The average FA values of these ROIs were extracted and entered into a multivariate linear regression analysis, in which all covariates were entered simultaneously, to estimate associations between ROI FA value and our measures of interest. This allowed us to look into the influence of all behavioral measures on the regional FA values simultaneously. To this end, for each ROI, we created two models within a hierarchical multiple regression analysis with the average FA value as dependent variable. The first model contained gender, age, and SBSOD value as independent variables. The second model was exploratory and contained the same variables as the first model plus the remaining behavioral measures: the survey‐route difference strategy score and spatial anxiety. We report standardized regression coefficients and the model fit value (R 2). P values reported with adjusted R 2 indicated whether the addition of the variables in that model led to a significant improvement in model fit over the previous model (or compared with the inclusion of no variables in the case of Model 1), adjusting for the number of variables in the model.

RESULTS

Behavioral Data

For the 134 participants included in the gray matter analyses, the SBSOD scores averaged 67.82, SD = 14.45, range 27–98. The SBSOD score was significantly correlated with gender (r = 0.265, P < 0.01; males coded as 1). Furthermore, TBV (gray + white matter) was correlated with SBSOD (r = 0.24, P < 0.01) and gender (r = 0.63, P < 0.001). All other pairwise correlations between age, gender, SBSOD and TBV did not reach significance.

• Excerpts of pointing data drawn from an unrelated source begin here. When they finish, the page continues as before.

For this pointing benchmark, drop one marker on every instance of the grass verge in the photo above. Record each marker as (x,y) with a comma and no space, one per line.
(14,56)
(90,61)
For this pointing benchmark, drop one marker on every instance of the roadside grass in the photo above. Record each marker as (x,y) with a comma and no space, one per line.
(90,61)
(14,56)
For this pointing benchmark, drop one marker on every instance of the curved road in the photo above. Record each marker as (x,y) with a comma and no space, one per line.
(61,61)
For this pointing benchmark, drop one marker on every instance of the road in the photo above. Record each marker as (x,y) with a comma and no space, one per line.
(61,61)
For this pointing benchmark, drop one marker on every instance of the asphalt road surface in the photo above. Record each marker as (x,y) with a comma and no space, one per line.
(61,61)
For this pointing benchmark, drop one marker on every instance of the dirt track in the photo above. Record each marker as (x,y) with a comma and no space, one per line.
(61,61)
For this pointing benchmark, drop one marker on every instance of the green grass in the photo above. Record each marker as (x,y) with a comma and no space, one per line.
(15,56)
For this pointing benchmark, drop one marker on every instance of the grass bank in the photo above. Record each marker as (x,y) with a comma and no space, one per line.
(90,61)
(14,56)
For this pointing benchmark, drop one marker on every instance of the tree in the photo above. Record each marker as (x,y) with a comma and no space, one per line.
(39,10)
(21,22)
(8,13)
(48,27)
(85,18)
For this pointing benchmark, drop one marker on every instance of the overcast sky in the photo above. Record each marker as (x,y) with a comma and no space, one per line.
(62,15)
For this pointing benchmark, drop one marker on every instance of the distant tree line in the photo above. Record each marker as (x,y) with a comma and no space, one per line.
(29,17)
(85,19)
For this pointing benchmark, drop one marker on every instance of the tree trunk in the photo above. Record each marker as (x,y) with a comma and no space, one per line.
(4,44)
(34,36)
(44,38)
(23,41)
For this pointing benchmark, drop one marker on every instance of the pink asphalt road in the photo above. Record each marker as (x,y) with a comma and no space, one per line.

For the 54 participants included in the FA value regression analyses, the average SBSOD, SD, and range of each of the scores are given in Table 1. The SBSOD score was significantly positively correlated with the survey‐route score (r = 0.488; P < 0.01). Spatial anxiety was negatively correlated with the survey‐route score (r = ‐0.425; P < 0.01) and SBSOD score (r = −0.300; P < 0.05). Finally, gender was positively correlated with survey‐route score (r = 0.433; P < 0.01; males coded as 1). All other pairwise correlations between age, gender, SBSOD, survey‐route score, and spatial anxiety score did not reach significance.

Table 1.

Questionnaire and task scores for the participants included in the FA regression (N = 54)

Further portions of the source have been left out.